Beginning at 19:52 EDT on July 7th, 2021, History, Push Device Registration, and Channel Group change experience elevated latencies and errors. At 20:13 EDT Kustomer engineering was alerted that PubNub, a third-party, real-time service Kustomer relies on to power chat 2.0 and team pulse, was reporting a degraded performance with their system. This prevented these components from working properly until the issue was resolved.
At about 10:31 UTC (06:31 EDT), the Storage began to experience elevated latencies and errors in the Asia Northeast PoP. https://pubnub.statuspage.io/
Services impacted:
Details on the root cause can be found here: https://status.pubnub.com/incidents/5377g4wvyxf3
At 10:31 UTC on 07 July 2021, we observed elevated latencies and errors in our Tokyo point of presence which affected History. This issue occurred because of an atypical combination of usage patterns causing CPU over-utilization in that region, ultimately resulting in the latencies and errors we observed. The incident was fully resolved at 11:07 UTC.

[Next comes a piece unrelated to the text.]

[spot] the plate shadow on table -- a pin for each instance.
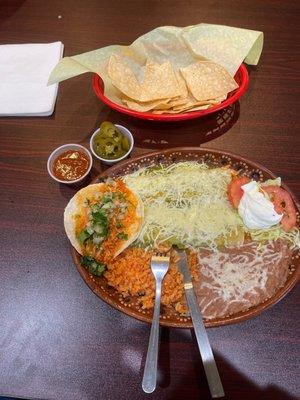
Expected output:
(229, 375)
(161, 135)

The incident was fully resolved at 11:07 UTC, No further information on the resolution from PubNub was given.
PubNub added additional checks to prevent this from reoccurring in the short term. Still, in the coming weeks, they will be analyzing the causal usage patterns and working to separate the affected services with the goal of mitigating the possible recurrence of these multiple process failures.